Pauls Valley, OK, Pauls Valley Democrat

June 3, 2013

A lot of rewards for school counselor

Barry Porterfield
Pauls Valley Democrat

bporterfield@pvdemocrat.com — There were a number of longtime educators in Pauls Valley who decided this past school year would be their last, instead choosing to call it a career and head off into retirement.

One person making that move was Mary Johnson.

Johnson has for the last several years worked as a counselor for students at Pauls Valley High School.

She’s also been right there in a PV classroom as a teacher and back in her school days as a student.

With this recently ended school year being her last, Johnson couldn’t help but think about how special it’s been working with all those students over the years as they attended PVHS and prepared for life after graduation.

“It’s a big deal graduating from high school,” Johnson said. “Basically they’re turning into adults. They’re starting to make more decisions for themselves.

“It’s rewarding for me to see they really are becoming mature adults and really are thinking of their future.”

Johnson knows Pauls Valley well. She and her family moved here when she was about third grade. She later graduated from PVHS in 1965. Then it was a degree in vocational home economics from OSU in Stillwater.

Marriage and kids later combined to lead Mary’s path.

Throughout that period she started her studies toward a master’s degree at Colorado State University, and while in Tahlequah she got going with a master’s program in counseling.

At one point she earned her certification in elementary education and finished her graduate program for counseling.

Her return to Pauls Valley came about when her husband Floyd was hired here as the wrestling coach and science teacher.

Mary then spent three years teaching first and second grades at the nearby Whitebead School. For the next five years she taught home economic in PV.

Then it was a 15-year stretch as a stay-at-home mom taking care of three children. As her kids started getting older Mary decided to return to the classroom

“The kids didn’t need me at home anymore so I went back to teaching,” Mary said.

She started out teaching Social Studies and serving as the tennis coach.

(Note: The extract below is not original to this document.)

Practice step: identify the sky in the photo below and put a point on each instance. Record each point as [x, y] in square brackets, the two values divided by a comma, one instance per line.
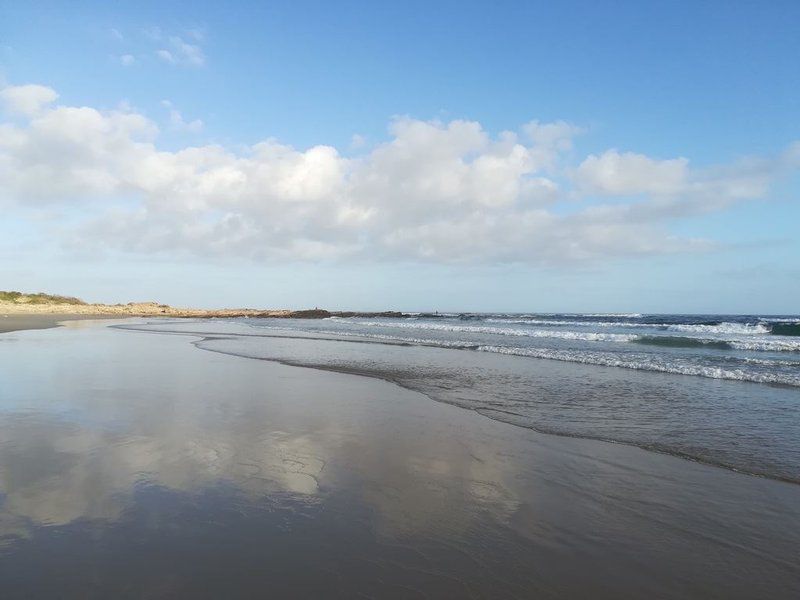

Her start as a counselor came next at the local early learning center. She spent a year there before being reassigned to the high school. That came for the 1999-2000 school year.

“Most of what I do is vocational and college career counseling,” Johnson said.

“A lot of people have a misconception about what a counselor does. It’s not about psychology or me being a psychologist. I do deal with some of the personal issues of the students, but my goal is to get them to graduate and be productive citizens in society.

“I encourage them to take things further down the road,” she said, adding college or post high school vocational programs are usually the main focus.

“There are so many opportunities out there for them. Opening their eyes and making them aware of those opportunities — that’s what I do.”

She adds high school graduates can continue their studies in a vocational or career tech programs for free until they’re 21 years old.

“The more education they have the better. I try to prepare them to make decisions for their future. The better informed they are the better choices they can make.”

With retirement Mary wants to spend more time with her three grandchildren, all under 2 years old with one living in PV. Also traveling, maybe even a trip to China, might be in her future.